Please note that the songs mentioned in the poem are in quotation
marks. 'Reemie' was the acronym for the "Royal Electrical and
Mechanical Engineers" and the 'Palais' was one of many dance halls so
"I'll Be Seeing You" in all the old familiar places"
Brings to mind so many faces,
And a musical trip to those wartime years
Recalls for us both joy and tears.
A brief encounter, a remembered friend,
The lasting love that would never end
Are touched again when we hear a song
And sometimes it will make us long
To return again to our youthful spring
That in our autumn still makes us sing.
There's the "Nightingale Singing in Berkeley Square"
That made even the darkest days fair.
And "Yours Till the Stars Lose their Glory"
Was the start of many a romantic story.
And in a world gone helter-skelter,
"You are My Sunshine" brightened many a shelter.
We beat the black-out blues, made the nightime rock
With a cheery 'Oi' and "TheLambeth Walk"
And there were Bogey and Bergman to make us cry
When they parted forever to "As Time Goes By".
And, yes, we danced for all to see
To "The Boogie-Woogie Bugle Boy of Company B"
"In the Mood", "Begin the Beguine"
Were special to the 'Palais' scene.
"The More I See You" was kind of dreamy,
Reminds me now of a lad in the 'Reemie'.
Slow dancing to that "Satin Doll"
Takes me right back to pilot Paul.
And then there was sweet 'Tangerine"
To make my friend Ena the ballroom queen.
The silly songs demand some notes
with "Three Little Fishes" and "Mairzey Dotes".

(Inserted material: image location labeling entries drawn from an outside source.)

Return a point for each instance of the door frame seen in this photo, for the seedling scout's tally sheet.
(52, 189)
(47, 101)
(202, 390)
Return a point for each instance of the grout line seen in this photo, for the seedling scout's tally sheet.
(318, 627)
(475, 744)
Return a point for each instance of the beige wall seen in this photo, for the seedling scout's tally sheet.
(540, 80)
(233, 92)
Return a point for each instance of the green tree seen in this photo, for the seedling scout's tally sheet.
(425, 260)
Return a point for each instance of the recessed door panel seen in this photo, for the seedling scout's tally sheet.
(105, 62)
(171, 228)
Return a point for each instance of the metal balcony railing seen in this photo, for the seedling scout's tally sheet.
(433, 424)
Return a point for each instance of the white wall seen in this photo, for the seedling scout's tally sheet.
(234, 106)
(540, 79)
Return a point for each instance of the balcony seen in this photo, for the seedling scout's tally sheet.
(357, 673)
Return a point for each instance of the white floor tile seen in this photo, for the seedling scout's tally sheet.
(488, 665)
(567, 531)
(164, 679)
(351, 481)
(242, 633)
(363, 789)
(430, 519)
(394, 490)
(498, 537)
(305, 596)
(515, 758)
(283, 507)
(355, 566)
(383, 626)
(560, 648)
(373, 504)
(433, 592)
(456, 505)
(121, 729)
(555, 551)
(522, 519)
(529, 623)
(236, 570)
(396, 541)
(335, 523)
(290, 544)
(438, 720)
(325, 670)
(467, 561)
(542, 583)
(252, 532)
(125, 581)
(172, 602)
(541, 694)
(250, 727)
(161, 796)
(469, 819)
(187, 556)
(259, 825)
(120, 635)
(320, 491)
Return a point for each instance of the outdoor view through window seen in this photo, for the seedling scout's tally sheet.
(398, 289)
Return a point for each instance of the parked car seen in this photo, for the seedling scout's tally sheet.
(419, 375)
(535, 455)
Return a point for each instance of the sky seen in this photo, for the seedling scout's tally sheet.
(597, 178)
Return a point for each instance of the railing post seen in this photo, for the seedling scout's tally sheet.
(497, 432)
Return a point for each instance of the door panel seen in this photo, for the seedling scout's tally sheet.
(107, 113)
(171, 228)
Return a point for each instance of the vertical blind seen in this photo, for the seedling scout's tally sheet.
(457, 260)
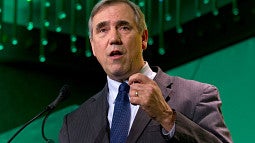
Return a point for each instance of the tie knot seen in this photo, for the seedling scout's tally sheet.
(124, 87)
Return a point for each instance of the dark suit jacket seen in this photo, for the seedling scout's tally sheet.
(198, 118)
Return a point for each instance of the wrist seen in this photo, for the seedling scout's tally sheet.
(168, 119)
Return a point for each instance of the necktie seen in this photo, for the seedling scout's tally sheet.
(121, 116)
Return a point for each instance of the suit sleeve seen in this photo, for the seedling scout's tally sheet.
(207, 123)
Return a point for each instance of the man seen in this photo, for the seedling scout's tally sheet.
(163, 108)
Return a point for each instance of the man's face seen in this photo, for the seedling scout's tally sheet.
(116, 42)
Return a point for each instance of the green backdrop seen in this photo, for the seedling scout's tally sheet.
(231, 70)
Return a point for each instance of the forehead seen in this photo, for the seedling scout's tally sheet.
(114, 12)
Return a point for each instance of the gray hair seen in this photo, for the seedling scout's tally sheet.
(139, 16)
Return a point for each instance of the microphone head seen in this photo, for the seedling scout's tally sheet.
(63, 94)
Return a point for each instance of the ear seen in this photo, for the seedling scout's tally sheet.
(92, 46)
(144, 39)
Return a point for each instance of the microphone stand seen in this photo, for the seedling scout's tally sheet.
(64, 92)
(43, 123)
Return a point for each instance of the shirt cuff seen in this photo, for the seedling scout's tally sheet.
(169, 134)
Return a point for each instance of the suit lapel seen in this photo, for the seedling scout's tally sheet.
(139, 124)
(100, 121)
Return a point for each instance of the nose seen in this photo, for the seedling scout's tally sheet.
(115, 38)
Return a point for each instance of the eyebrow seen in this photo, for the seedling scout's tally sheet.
(101, 24)
(122, 22)
(104, 23)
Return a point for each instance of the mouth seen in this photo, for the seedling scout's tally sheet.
(116, 53)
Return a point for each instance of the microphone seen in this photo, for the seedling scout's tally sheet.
(63, 94)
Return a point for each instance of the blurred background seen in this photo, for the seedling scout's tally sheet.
(44, 44)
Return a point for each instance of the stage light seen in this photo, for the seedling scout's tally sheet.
(30, 24)
(235, 9)
(161, 27)
(178, 17)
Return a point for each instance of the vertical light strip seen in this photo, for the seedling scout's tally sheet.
(148, 17)
(178, 17)
(14, 38)
(168, 16)
(161, 49)
(198, 8)
(73, 37)
(30, 24)
(235, 9)
(89, 5)
(141, 4)
(44, 23)
(1, 24)
(214, 8)
(60, 15)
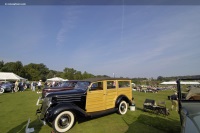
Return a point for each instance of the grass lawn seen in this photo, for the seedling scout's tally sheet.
(17, 108)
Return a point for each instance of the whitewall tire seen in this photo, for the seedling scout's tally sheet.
(64, 121)
(122, 108)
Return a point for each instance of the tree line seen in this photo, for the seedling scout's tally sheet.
(35, 72)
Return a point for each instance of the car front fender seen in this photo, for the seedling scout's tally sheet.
(52, 112)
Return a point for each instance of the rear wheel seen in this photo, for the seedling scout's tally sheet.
(1, 90)
(122, 108)
(64, 121)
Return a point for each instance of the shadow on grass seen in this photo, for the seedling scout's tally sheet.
(36, 124)
(151, 124)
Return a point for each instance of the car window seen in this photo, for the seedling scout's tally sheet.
(124, 84)
(111, 85)
(97, 86)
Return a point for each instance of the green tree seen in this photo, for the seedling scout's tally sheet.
(36, 71)
(15, 67)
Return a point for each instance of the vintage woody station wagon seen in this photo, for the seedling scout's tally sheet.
(89, 98)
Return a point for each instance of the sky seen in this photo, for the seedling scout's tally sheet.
(125, 41)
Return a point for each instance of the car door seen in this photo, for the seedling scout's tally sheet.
(95, 100)
(111, 94)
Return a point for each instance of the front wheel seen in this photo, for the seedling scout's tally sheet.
(1, 90)
(122, 108)
(64, 121)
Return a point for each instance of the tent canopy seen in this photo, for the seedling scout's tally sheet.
(174, 83)
(10, 76)
(55, 79)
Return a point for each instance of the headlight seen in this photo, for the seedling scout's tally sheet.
(47, 100)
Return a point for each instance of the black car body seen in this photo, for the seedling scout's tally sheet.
(89, 98)
(189, 106)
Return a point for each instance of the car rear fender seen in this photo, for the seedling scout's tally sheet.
(54, 111)
(122, 97)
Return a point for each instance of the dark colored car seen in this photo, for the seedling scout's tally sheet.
(89, 98)
(65, 85)
(7, 86)
(189, 106)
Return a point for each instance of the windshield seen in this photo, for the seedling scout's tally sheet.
(82, 85)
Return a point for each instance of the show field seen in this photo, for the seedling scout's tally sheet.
(17, 108)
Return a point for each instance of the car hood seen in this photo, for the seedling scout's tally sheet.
(67, 92)
(57, 88)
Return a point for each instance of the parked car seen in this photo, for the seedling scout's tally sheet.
(7, 87)
(89, 98)
(189, 107)
(65, 85)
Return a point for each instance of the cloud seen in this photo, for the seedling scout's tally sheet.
(68, 23)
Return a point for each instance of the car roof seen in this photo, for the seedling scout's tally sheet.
(104, 78)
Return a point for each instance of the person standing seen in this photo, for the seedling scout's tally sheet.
(174, 100)
(39, 86)
(21, 86)
(16, 88)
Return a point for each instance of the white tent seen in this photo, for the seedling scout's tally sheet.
(55, 79)
(10, 76)
(174, 82)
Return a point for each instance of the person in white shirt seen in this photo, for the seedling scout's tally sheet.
(39, 86)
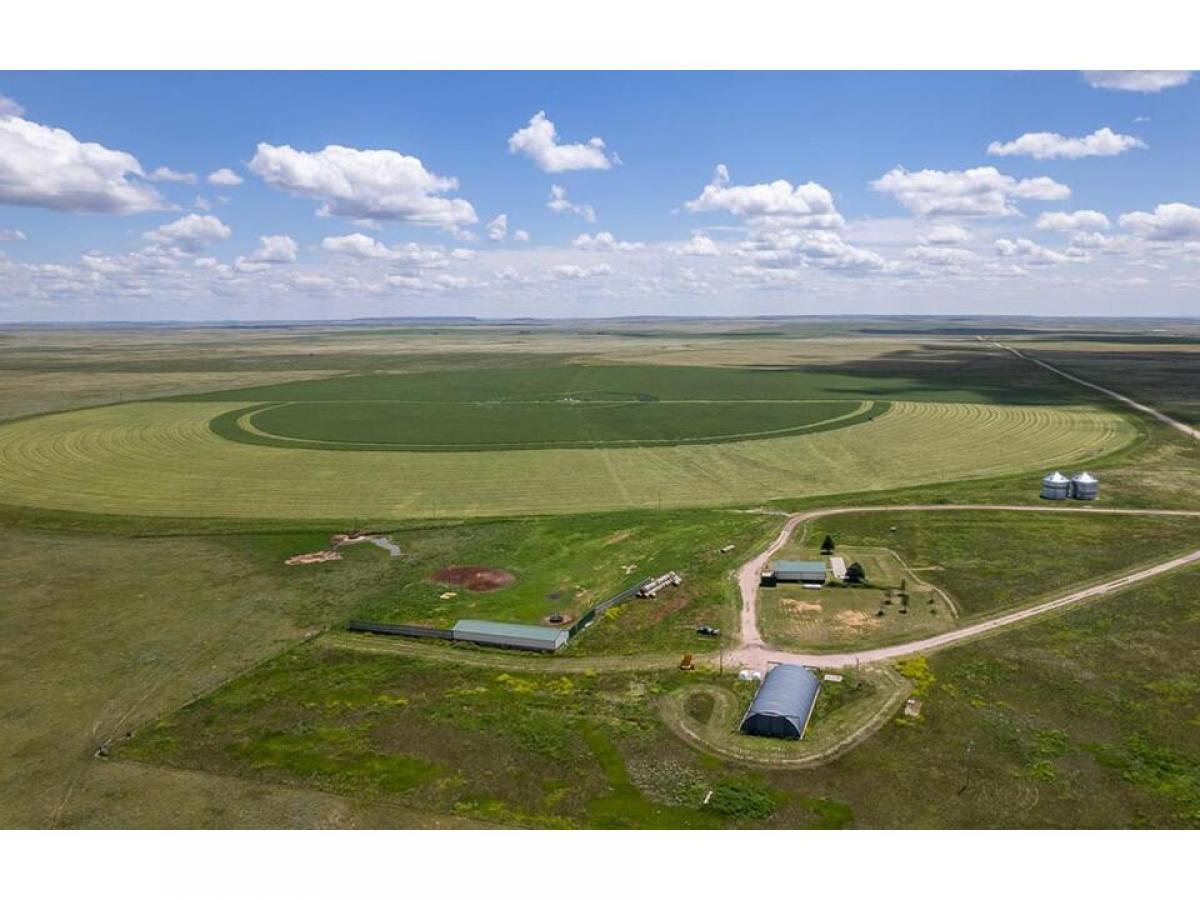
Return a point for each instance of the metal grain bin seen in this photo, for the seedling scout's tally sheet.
(1055, 486)
(1085, 486)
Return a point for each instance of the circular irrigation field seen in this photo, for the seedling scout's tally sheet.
(541, 441)
(521, 425)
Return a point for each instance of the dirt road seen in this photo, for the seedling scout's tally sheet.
(1128, 401)
(755, 654)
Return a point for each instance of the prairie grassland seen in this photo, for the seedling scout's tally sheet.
(161, 459)
(1085, 720)
(1165, 377)
(31, 393)
(101, 634)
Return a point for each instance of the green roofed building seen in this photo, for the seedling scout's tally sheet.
(798, 571)
(503, 634)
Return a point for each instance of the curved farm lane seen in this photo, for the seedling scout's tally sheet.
(753, 652)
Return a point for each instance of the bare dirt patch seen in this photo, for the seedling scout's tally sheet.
(321, 556)
(473, 577)
(853, 618)
(803, 606)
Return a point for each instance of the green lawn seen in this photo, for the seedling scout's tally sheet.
(853, 617)
(996, 561)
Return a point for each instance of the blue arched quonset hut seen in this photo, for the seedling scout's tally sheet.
(784, 703)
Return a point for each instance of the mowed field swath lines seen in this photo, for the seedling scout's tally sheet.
(162, 459)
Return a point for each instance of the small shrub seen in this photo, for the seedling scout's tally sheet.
(741, 799)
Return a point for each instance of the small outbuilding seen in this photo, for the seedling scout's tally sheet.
(838, 567)
(810, 573)
(784, 703)
(504, 634)
(1055, 486)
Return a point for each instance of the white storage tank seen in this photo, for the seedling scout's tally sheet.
(1055, 486)
(1085, 486)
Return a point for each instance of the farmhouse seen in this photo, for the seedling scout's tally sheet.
(503, 634)
(784, 703)
(807, 573)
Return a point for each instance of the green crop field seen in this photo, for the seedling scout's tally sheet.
(162, 459)
(143, 589)
(400, 425)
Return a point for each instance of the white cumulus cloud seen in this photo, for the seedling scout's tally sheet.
(1085, 220)
(808, 204)
(982, 191)
(700, 245)
(190, 234)
(365, 184)
(48, 167)
(225, 178)
(946, 234)
(569, 270)
(539, 142)
(1049, 145)
(604, 241)
(165, 173)
(10, 107)
(1145, 82)
(1029, 252)
(1168, 222)
(498, 228)
(558, 203)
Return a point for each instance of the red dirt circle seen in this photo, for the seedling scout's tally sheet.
(473, 577)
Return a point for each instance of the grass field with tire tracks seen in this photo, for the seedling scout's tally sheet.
(162, 459)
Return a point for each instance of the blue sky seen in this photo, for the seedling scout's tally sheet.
(966, 235)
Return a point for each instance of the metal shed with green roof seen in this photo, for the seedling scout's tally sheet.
(799, 570)
(504, 634)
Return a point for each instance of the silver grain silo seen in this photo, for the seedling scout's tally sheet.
(1085, 486)
(1055, 486)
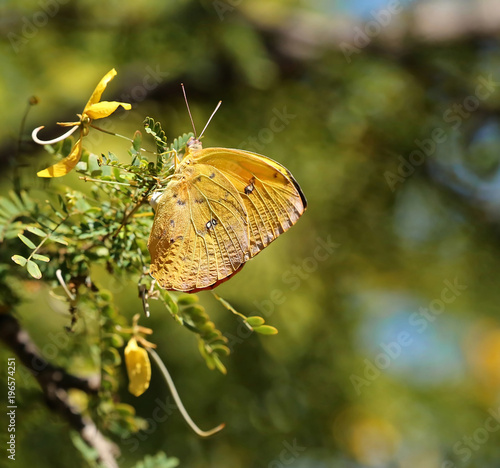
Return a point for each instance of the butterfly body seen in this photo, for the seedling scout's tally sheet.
(221, 207)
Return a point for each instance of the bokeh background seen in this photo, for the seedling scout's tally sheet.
(385, 293)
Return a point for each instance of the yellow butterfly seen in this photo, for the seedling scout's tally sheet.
(221, 208)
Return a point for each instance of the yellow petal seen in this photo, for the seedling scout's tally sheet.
(104, 108)
(64, 166)
(138, 368)
(96, 95)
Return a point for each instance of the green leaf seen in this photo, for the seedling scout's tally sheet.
(26, 241)
(19, 259)
(42, 258)
(266, 330)
(36, 231)
(187, 299)
(255, 321)
(59, 240)
(33, 269)
(160, 460)
(93, 164)
(218, 364)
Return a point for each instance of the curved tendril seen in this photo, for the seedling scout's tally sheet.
(34, 135)
(177, 399)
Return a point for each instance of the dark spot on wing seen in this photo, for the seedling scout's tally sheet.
(211, 224)
(250, 187)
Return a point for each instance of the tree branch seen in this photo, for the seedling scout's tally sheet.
(54, 382)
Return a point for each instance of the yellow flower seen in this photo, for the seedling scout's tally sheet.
(138, 368)
(93, 110)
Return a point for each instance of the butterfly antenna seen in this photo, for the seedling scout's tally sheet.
(213, 113)
(189, 110)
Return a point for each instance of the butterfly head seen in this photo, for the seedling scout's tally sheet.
(194, 144)
(155, 198)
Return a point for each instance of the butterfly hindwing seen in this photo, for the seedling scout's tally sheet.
(200, 232)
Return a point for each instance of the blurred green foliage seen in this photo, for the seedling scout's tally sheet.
(385, 293)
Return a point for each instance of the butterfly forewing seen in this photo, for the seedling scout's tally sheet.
(272, 198)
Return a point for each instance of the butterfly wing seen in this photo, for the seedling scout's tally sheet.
(200, 233)
(272, 198)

"String of Pearls", "Serenade in Blue"
"There Never Will be Another You".
That "Old Black Magic" wove a certain spell,
Eyes would meet and who could tell,
If this was the beginning, the very start
With one who was "Always in my Heart".
"Skylark" could speak to the lonely heart
When so many of us were so far apart.
Yet we could dream when the war would be over
With Vera Lynn and "The White Cliffs of Dover"
Yes, we were young then, perhaps not too wise
But we had "Stardust" in our eyes.
Now the years behind us are very long,
But always treasure your 'special' song.
Have that echo from our wartime past,
Be something of you that will ever last.
And let 'your' melody be always a part,
Of the music, forever, in your heart.